Of course, you can try to preprocess the HTML to make it more suitable
(which is what you are doing).  If you find some strategies that work
for a large number of cases, the equivalent transformations *might*[1]
even be easy to do in the Lynx code, basically before the TRST code sees
the stuff - maybe as some sort of "TableSoup" mode.  I think it's more
likely that such pre-tranformations will have to vary a lot with the
individual cases, so there may not be a general enough strategy.  And
what can be done will still be fundamentally limited by the "simple"
approach - unless you pack so much logic into the preprocessor that it
becomes a full table renderer itself...

[1] I say "might" because sed/awk/perl etc. can easily do things that
Lynx's one-pass HTML.c cannot do easily: esp. scanning ahead to see what's
in an element's content at the point of a start tag.

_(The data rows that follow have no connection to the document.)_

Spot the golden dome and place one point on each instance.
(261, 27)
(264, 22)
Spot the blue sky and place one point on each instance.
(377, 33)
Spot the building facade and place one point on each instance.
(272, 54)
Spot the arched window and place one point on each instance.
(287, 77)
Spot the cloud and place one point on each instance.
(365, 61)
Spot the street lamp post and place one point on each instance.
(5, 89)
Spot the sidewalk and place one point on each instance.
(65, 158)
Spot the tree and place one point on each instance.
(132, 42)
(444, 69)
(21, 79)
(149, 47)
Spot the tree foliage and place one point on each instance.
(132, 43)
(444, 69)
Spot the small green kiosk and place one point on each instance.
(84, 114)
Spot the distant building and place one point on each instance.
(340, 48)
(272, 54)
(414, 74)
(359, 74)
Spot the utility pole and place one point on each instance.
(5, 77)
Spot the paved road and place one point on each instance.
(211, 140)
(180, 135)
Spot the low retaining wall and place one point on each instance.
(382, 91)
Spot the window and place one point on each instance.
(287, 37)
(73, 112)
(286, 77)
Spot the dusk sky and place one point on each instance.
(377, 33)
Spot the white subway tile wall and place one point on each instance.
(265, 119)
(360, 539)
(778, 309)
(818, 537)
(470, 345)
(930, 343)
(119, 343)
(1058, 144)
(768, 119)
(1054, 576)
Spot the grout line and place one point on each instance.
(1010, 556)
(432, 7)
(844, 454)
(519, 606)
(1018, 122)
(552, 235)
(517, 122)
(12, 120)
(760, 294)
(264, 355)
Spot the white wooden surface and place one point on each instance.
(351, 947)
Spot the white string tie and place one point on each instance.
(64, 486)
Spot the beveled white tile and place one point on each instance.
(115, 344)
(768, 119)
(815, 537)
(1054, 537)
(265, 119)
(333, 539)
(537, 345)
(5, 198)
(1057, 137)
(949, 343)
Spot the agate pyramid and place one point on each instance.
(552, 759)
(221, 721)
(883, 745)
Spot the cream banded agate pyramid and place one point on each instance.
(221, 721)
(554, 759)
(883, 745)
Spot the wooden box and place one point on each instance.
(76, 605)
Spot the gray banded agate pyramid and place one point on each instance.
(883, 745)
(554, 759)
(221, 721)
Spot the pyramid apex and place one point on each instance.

> i hope you are realising from my example (ocaa)
> that tables can be a central part of useful real-life documents,
> not just for people who watch football (grin at KD).

Well, somehow football sites seem to manage to produce better Web
pages than the OCAA...  In spite of all the financial support by AES
Kingston Inc., Canadian Niagara Power, Commission for Environmental
Cooperation, etc. etc....

> 991113 Klaus Weide wrote: 
> > On Sat, 13 Nov 1999, Philip Webb wrote:
> >> goto  www.chass.utoronto.ca/~purslow/ocaa2.html ,
> >> which has been tidied up with my awk program;
> >> look at Tables 3-1 to 3-5 , starting at page 27 (ie enter  27p ).
> >>> What about the headings?
> > there is nothing in the markup that says
> > "this is a column heading row" or "this is a 'real' table row".
> 
> yes: i've changed appropriate <TD> ... </TD>'s to <TH> ... </TH>'s
> in  www.chass.utoronto.ca/~purslow/ocaa3.html ,
> which improves the processing in some tables, but not others.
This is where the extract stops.